Thu May 29, 2014, 01:01 AM
May 2014
When the first SpaceX Falcon achieves a soft-landing on land, then we’ll know that the real beginning of the Space Age has arrived.

bananas

(27,509 posts)
8. I came across them a while back.
Sat May 31, 2014, 02:31 AM
May 2014

We'll need either fusion or power-beaming for interstellar travel, which is another reason for research in those fields, even if they don't pan out for electricity on earth.

bananas

(27,509 posts)
7. Ongoing research at the US Naval Research Labs
Sat May 31, 2014, 02:18 AM
May 2014

An article from March:

http://www.nrl.navy.mil/media/news-releases/2014/solar-power-when-its-raining-nrl-builds-space-satellite-module-to-try

Solar Power When It's Raining: NRL Builds Space Satellite Module to Try
03/12/2014 07:00 EDT - 12-14r
Contact: Kyra Wiens, (202) 767-2541

What if you could capture solar power in space, then send it down to Earth? What if you could launch the hundreds of modules for such a satellite, then use robots to assemble the entire array in space? You could power a military installation, a city—even on a cloudy day, even at night.

At the U.S. Naval Research Laboratory (NRL), some of the brightest and most daring minds in satellites, space robotics, and radiofrequency are building the technologies that could lead to such an achievement.

<snip>

"In terms of the other applications," he adds, "the space radar is an obvious one." Jaffe's concept of building large structures in space from modules applies to large phased-array radars. "The image quality of a radar is related to how big the antennas are and how much power the radar puts out," he explains. With many antennas, each powered by the sun, "you don't have to have a huge, heavy bundle of wires that spreads out to each one of them."

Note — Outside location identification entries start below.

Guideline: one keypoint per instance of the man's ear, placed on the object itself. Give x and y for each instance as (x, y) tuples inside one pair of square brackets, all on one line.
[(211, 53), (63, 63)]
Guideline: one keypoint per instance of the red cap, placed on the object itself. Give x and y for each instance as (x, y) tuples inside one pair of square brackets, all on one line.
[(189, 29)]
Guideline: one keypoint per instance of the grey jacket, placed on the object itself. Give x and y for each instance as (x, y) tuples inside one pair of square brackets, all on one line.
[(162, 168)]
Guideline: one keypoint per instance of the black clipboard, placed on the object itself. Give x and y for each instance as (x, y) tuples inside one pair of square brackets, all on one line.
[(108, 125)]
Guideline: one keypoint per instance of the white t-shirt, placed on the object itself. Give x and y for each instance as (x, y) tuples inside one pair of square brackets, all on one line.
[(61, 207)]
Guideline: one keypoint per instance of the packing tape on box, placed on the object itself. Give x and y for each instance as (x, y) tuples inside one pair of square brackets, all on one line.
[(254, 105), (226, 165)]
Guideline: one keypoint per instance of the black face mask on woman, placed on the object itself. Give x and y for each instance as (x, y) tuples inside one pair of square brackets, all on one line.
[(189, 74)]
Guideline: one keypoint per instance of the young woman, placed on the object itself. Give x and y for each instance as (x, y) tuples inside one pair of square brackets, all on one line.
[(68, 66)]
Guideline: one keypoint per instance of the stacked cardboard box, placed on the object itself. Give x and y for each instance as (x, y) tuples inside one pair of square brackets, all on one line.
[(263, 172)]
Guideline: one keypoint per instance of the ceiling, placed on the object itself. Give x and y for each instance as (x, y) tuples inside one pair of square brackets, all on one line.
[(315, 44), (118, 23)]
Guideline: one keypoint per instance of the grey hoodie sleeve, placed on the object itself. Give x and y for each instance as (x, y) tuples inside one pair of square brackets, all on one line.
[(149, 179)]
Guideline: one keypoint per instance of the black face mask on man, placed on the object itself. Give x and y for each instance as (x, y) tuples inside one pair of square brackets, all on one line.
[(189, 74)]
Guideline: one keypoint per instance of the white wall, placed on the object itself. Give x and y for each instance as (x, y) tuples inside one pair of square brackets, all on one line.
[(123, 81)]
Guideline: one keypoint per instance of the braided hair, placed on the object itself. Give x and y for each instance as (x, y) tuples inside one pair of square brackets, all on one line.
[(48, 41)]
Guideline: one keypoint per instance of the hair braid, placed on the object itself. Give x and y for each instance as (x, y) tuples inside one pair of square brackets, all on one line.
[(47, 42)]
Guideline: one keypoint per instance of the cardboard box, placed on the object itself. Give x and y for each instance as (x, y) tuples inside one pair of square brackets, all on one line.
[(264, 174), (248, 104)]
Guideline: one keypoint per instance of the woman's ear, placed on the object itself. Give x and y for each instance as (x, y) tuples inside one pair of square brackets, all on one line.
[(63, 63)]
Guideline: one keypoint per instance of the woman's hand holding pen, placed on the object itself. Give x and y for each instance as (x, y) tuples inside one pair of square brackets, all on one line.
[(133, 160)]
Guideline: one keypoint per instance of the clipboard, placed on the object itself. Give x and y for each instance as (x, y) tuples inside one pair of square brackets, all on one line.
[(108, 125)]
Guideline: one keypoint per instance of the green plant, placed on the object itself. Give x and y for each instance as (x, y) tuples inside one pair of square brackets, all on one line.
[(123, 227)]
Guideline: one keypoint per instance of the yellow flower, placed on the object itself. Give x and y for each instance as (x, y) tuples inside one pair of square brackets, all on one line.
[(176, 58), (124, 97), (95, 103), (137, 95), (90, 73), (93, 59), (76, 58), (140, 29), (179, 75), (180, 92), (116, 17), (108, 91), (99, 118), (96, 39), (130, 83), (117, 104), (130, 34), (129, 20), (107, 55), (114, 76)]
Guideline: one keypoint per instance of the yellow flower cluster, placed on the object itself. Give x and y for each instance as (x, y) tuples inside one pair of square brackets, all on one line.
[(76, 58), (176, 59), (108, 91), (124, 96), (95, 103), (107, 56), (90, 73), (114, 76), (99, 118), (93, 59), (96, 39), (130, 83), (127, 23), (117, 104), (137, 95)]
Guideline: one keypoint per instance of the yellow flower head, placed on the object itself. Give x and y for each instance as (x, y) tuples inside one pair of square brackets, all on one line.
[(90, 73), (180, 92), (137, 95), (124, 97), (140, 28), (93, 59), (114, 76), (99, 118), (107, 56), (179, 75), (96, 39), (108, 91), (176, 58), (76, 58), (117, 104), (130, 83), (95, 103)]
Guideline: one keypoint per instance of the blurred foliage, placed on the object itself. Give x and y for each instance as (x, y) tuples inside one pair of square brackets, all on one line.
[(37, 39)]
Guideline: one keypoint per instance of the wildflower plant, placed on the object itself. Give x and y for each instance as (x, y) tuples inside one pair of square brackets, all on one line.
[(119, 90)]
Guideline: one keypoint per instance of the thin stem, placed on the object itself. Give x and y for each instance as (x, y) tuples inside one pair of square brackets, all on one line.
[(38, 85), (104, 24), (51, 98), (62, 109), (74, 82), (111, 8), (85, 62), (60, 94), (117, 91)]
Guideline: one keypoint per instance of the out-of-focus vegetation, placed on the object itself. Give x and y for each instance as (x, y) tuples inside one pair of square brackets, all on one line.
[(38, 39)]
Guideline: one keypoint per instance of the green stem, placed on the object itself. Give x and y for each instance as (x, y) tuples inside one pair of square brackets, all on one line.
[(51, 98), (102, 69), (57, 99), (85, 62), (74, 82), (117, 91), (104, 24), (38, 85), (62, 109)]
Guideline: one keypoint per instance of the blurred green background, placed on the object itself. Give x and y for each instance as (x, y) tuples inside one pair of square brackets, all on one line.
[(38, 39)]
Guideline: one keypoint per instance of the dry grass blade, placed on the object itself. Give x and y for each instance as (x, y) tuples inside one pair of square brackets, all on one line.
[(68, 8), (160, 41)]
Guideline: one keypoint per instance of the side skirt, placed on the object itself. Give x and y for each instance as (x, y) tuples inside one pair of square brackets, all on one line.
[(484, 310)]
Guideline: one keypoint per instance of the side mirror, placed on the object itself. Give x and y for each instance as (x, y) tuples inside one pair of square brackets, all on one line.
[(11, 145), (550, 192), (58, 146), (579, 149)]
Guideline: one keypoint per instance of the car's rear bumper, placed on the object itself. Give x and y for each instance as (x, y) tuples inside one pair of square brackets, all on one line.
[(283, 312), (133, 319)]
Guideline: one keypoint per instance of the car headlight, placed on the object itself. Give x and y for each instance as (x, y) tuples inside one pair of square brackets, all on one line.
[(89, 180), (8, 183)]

Other applications include the conversion of direct current to radiofrequency, microwave power beaming (including as first demonstrated in 1964 to power an aircraft), satellite propulsion, and thermal management architecture (the step module).

<snip>

LongTomH

(8,636 posts)
9. Thanks, Bananas! I'm glad someone in the US is still working on the concept!
Sat May 31, 2014, 01:15 PM
May 2014

Now, if we could just get a US Congress that isn't wholly owned and operated by Koch Industries and Exxon/Mobil, maybe we could get a pilot project, or just US participation in the Japanese effort.